Feeling Left Behind: Graduation Story or Lack Thereof

Feeling Left Behind: Graduation Story or Lack Thereof

I am an entire year behind in college. I should be a senior, but I’m still a junior on the cusp of being a senior. I had to drop all of my classes last semester due to being so unstable because of bipolar disorder. I couldn’t handle the stress, the thought of having to play catch-up after my first hospitalization was nauseating, and the med they put me on during my first visit made me evermore unknowingly unstable. So I had to drop all of my classes. Luckily I no longer need two of them.

My second hospitalization confirmed that I shouldn’t take any classes next semester either because I needed to use that time to find med stability. So having to drop last semester and not even doing this semester has put me an entire year behind so that way I may be graduating in 2015 instead of late 2013.

Most of the friends I came into university with graduated today. I’m going to admit I feel left behind. They’re moving on, hopefully finding swanky careers with their polished diplomas, and here I am just trying to register for the fall semester because the education program doesn’t do PIN numbers and I have to wait until late registration to get anything done. It sucks, I’ll totally admit that. I wish I could join them, celebrate with them, be happy about my graduation and being able to hold on to the hope that the future is endless for me.

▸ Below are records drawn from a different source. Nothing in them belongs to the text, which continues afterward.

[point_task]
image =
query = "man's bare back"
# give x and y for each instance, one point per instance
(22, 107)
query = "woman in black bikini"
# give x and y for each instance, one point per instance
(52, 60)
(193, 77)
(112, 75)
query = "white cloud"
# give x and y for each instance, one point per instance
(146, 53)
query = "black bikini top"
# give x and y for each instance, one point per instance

But nope. Bipolar did a lot of damage and I’ll probably have to end up making new friends come fall semester. Well, school friends, anyway. It’s no fun being a loner on campus, not that I’m much of one anyway. It’s frustrating, too, because part of me wonders if I could have held on. I probably could have, but then my GPA would have suffered, further damaging my already low self-esteem at the time. And being depressed and being expected to stay on top of things is really, really difficult, especially when all you think about is sleep and not wanting to be awake because everything just hurts and you don’t know why and would rather not deal with the ‘why.’

I could choose to be bitter about what bipolar did, what depression did, but looking at what I was able to accomplish makes me realize I may not have been able to accomplish anything had I been in school. I got to do a ballet recital, and that means so much to me, especially because it was a dream come true. I was dying for the chance to finally be able to show my parents and my fiancé what I’d been doing in class. Then I got a contract for my book, When Stars Die, because I finally took a risk. Who knows if I would have taken that risk in school. Who knows if I would have even been thinking about When Stars Die while in school.

So while everyone is celebrating graduation, I am doing pre-release book marketing, solidifying my platform, writing another book, and instead of holding a graduation party, I will be holding a book release party. I would say two dreams come true beats graduation any day.

9 thoughts on “Feeling Left Behind: Graduation Story or Lack Thereof

  1. You are young and, though all this seems insurmountable at the moment, one day it will be unimportant. Everything that happens can be used to your advantage (thought it may not seem like that now). Friends come and go – only the very best stay with you and sometimes you lose contact with them for a while. Just do what you can (like you are doing) and wait for the better times. They will come.

    1. You are certainly right about this. I’ll just have to see what the future has in store for me and not worry so much about it because who knows what else awesome could happen?

  2. thank you for finding me and liking my post so that I could come here and discover your work. Kudos to your lovely blog design, very ethereal….

    I really connected with your story here. “Life is what happens while you are busy making other plans. ” – John Lennon. This quote is so very true, I applaud your naked honesty and plan to spend more time here.

    peace, litebeing

  3. Thanks for sharing your story. Good things will follow when you follow your dreams. Graduation and education are a bit overrated anyways. You’re way ahead of me with that book contract, so keep it up. 😉

  4. I can relate. It took me seven years to get through a four-year degree program because I had to take only two or three classes and was bouncing in and out of the mental hospital. The important thing isn’t how long it takes you to get the degree, but that you’re still trying.

    1. Yay! Someone I can connect with who understands. I’m still having issues accepting my limitations, but luckily I have not been hospitalized lately.